LOS ANGELES (AP) -- The parents of the first three victims of a deadly rampage in Santa Barbara last year are suing the county, the Sheriff's Department and the apartment building where the killer lived, contending they ignored numerous warning signs that he was violent and unstable.
The lawsuit filed Monday in federal court alleges negligence and violations of the victims' constitutional right to due process under the law.
Elliot Rodger, 22, stabbed, shot and ran down people in the community of Isla Vista on May 23. He killed six University of California, Santa Barbara, students and injured 14 other people before shooting himself as authorities closed in.
His first three victims were his roommates, David Wang and James Hong, and a friend, George Chen, who were stabbed dozens of times with a nearly 9-inch (23-centimeter) boar-hunting knife.
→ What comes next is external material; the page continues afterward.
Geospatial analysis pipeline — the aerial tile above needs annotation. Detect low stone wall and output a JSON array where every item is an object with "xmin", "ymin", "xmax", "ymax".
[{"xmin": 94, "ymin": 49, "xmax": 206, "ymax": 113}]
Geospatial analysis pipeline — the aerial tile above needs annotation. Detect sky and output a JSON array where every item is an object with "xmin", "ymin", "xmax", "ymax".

The lawsuit was filed on behalf of their parents.
It contends that authorities, and the apartment building and its owners, ignored numerous warning signs that Rodger was dangerous, including failing to check his online postings in which he spouted venomous comments about women and others and bemoaned his virginity.
After Rodger killed himself, police found three semi-automatic handguns and nearly 550 unspent rounds in his car. All were purchased legally.
The lawsuit names Santa Barbara County, the Sheriff's Department, Capri Apartments and Asset Campus Housing, a Texas-based company that provides student housing around the nation.
The suit said that since Rodger moved into the Capri complex in 2011, he insulted and clashed with a string of roommates and exhibited bizarre behavior, yet the apartment owners failed to conduct reasonable background checks before assigning Hong and Wang as his roommates, and failed to warn them that "Rodger had had serious conflicts with his previous roommates and was not only racist but also potentially violent and dangerous."
It also contends that the county and its Sheriff's Department violated the victims' rights to due process by ignoring repeated "red flags" that Rodger was violent and unstable, even after a mental health worker saw YouTube videos that Rodger had posted and contacted authorities to say that Rodger appeared to be a danger to himself and others.
The Sheriff's Department said in a statement that it could not comment on a matter of pending litigation, "and anything we might say in response would be insufficient when measured against the grief suffered by the families of those killed so tragically."
Messages seeking comment from representatives of the county were not immediately returned Monday night. The offices of Capri and Asset Campus Housing were closed and messages could not be left there seeking comment.